What I Learned from My Ink Wash Drawings


Philip Koch, The Trees, sepia, 30 x 42", 1985

All of us are on a long journey. Who we are today is the product of sometimes amazingly contradictory influences. For an artist every medium they employ offers them a different lesson. 

I was in my painting storage room organizing work for my upcoming solo exhibition at the Washington County Museum of Fine Arts (Nov. 8, 2014 - Feb. 22, 2015).  I stumbled upon four of my large ink wash drawings, snugly resting in the painting racks. That was enough to spin me off into reminiscing how they played a decisive role in my growth as a painter.

A little history:  When I first began painting I was attracted to the geometric abstractions of the 1960's and painted with big flat shapes of intense acrylic colors. As I reached grad school at Indiana University I unexpectedly fell in love with the University Art Museum's 19th century landscape paintings. They propelled me into a darkly moody world, with me painting in oil over canvases first covered in a deep umber brown. Here's my oil Fall at Lake Lemon, 16 x 20" from 1971 as an example. The hills and trees are mostly middle-toned to dark, with smaller light accents providing the contrasts. For much of the next decade this was my default method.

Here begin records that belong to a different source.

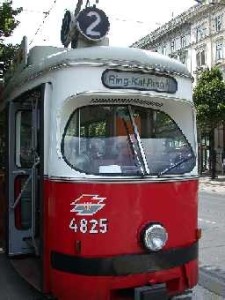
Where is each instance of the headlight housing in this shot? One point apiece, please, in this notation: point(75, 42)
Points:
point(155, 237)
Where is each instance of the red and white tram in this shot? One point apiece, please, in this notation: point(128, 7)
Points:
point(102, 181)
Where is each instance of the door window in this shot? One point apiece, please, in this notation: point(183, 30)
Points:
point(24, 158)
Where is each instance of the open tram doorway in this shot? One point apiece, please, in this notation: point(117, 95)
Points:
point(24, 187)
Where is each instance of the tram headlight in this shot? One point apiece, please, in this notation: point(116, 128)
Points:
point(155, 237)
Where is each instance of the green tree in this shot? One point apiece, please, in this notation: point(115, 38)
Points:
point(209, 100)
point(8, 23)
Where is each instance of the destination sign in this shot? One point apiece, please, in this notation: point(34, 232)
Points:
point(139, 81)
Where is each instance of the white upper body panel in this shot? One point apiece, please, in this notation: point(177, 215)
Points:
point(74, 80)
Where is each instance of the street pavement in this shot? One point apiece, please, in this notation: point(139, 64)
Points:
point(211, 282)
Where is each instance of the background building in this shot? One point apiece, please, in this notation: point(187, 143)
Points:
point(197, 39)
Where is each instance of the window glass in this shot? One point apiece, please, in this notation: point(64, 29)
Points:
point(2, 140)
point(24, 158)
point(127, 140)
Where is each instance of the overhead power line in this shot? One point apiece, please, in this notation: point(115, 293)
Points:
point(46, 14)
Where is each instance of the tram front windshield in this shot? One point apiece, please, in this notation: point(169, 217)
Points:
point(126, 140)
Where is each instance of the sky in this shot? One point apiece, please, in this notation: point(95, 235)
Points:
point(129, 20)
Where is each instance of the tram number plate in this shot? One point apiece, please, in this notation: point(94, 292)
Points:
point(92, 226)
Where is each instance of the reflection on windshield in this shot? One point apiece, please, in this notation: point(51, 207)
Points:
point(125, 140)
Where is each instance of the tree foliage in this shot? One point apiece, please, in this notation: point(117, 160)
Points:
point(209, 99)
point(8, 23)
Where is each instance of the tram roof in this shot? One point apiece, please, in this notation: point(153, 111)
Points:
point(41, 59)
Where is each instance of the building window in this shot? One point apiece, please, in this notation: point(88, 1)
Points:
point(183, 41)
point(218, 22)
point(219, 50)
point(173, 45)
point(183, 58)
point(200, 33)
point(200, 58)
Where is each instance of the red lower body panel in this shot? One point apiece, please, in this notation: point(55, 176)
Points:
point(92, 239)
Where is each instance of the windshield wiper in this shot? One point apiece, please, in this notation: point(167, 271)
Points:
point(189, 156)
point(132, 147)
point(144, 162)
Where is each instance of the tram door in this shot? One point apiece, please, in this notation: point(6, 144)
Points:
point(23, 186)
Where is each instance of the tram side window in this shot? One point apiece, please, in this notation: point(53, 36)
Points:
point(24, 139)
point(125, 140)
point(2, 141)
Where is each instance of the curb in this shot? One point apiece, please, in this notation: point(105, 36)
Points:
point(212, 279)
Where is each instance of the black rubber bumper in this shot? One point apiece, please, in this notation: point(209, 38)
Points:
point(124, 264)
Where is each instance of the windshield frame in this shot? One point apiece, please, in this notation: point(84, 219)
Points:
point(137, 145)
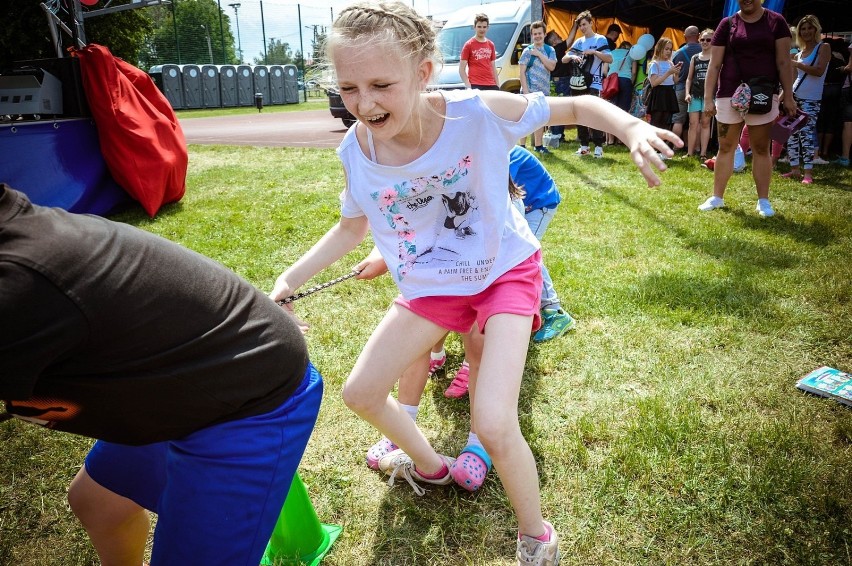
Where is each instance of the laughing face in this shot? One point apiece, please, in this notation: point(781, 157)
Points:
point(380, 88)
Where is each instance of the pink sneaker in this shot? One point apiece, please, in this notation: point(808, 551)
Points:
point(458, 387)
point(378, 451)
point(435, 365)
point(471, 467)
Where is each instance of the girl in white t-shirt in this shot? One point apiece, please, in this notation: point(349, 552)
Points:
point(436, 203)
point(662, 104)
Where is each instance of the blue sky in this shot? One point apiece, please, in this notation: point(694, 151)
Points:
point(281, 19)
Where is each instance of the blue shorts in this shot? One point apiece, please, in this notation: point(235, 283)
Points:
point(217, 492)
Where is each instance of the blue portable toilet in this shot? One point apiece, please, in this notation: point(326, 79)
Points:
point(192, 92)
point(291, 84)
point(245, 85)
point(276, 84)
point(261, 82)
point(228, 85)
point(168, 79)
point(211, 95)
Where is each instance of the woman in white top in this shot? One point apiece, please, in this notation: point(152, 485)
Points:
point(810, 64)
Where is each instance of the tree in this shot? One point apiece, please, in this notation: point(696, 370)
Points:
point(26, 34)
point(180, 33)
point(277, 53)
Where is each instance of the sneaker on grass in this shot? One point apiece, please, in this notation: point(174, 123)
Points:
point(400, 464)
point(378, 451)
point(534, 552)
point(711, 204)
point(554, 323)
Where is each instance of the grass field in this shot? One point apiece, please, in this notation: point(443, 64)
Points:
point(666, 428)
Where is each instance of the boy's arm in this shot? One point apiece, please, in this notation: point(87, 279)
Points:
point(337, 242)
point(463, 72)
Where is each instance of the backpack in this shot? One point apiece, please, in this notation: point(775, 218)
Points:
point(581, 77)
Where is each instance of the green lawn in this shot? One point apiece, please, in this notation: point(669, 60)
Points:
point(666, 428)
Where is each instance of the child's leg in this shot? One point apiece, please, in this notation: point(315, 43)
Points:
point(400, 339)
point(413, 381)
point(495, 416)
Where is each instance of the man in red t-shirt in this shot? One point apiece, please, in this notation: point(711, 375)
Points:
point(477, 66)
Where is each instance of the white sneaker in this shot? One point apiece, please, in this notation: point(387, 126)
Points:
point(764, 208)
point(712, 204)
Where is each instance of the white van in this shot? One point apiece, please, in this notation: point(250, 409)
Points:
point(508, 29)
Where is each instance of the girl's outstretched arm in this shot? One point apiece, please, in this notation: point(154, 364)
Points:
point(642, 139)
point(337, 242)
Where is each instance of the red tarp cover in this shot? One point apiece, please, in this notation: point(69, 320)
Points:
point(140, 137)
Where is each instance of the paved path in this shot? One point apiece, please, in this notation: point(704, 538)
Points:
point(308, 128)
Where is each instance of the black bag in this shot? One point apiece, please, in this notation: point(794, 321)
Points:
point(580, 76)
point(762, 90)
point(697, 88)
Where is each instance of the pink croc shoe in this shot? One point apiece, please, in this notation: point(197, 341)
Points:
point(458, 387)
point(378, 451)
point(471, 467)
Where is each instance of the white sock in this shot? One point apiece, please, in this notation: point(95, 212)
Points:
point(473, 440)
point(411, 410)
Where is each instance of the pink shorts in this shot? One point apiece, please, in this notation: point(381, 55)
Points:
point(518, 291)
point(725, 113)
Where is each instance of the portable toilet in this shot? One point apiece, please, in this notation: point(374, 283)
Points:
point(192, 91)
point(261, 82)
point(211, 96)
point(245, 85)
point(168, 79)
point(228, 85)
point(291, 85)
point(276, 84)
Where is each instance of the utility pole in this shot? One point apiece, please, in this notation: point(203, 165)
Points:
point(236, 6)
point(209, 45)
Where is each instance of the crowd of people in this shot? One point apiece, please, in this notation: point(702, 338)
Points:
point(692, 87)
point(204, 394)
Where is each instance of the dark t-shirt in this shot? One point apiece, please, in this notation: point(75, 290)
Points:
point(683, 55)
point(114, 333)
point(561, 69)
point(754, 47)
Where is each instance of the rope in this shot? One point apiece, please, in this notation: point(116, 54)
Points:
point(319, 287)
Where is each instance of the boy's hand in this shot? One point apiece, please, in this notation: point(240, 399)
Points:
point(644, 142)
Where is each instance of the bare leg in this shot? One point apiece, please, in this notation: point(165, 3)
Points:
point(401, 338)
point(495, 416)
point(538, 136)
point(729, 137)
point(117, 527)
point(705, 133)
point(692, 134)
point(761, 161)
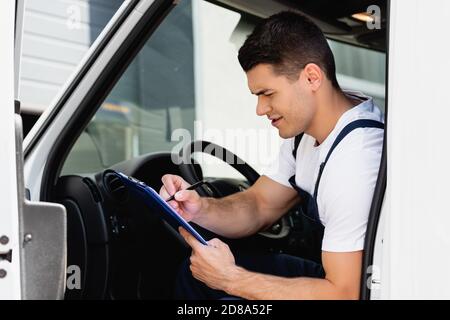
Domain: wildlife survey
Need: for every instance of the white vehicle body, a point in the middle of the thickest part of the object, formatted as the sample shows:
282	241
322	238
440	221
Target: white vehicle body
412	245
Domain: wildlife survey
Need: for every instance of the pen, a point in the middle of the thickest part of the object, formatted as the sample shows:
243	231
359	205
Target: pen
191	187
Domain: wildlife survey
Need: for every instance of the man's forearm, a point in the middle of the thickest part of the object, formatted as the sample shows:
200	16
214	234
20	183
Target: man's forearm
257	286
234	216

In the mid 1980's I started looking once again at the quick wash drawings Rembrandt used to make with sepia colored ink. I was struck by the beautiful overall lightness of his drawings. They seemed to be infused with a sun-filled mist. Here's a Rembrandt ink wash drawing from the 1650's.



I resolved it was time for me to try my hand at some large scale wash drawings.



Philip Koch, Daybreak II, sepia,, 28 x 42" 1985

Work on paper has a sensibility all its own. Especially when working in transparent washes, it most often it coaxes the paintings to be tonally lighter. Using just a few small dark accents can suffice to inject contrast. 



Philip Koch, Down to the Bay, sepia, 22 x 44", 1986


What was so helpful to me in doing these works on paper was how it reoriented my thinking about what the overall tone of my oil paintings could and should be. 


Philip Koch, Summer III, sepia, 31 x 41 1/2", 1985


The tonal habits I acquired by working in ink washes gradually transitioned in the '90's into another work on paper medium, vine charcoal. Like ink wash, it's unrivaled for its sense of light and shadow and for wrapping an image up in a blanket of atmosphere. 

I focus so much on drawing as it's central to how I build my oil paintings. But it was my work in ink wash that opened my eyes to how to really use vine charcoal.


Philip Koch, Old Railway, Truro, vine charcoal, 9 x 12", 1998.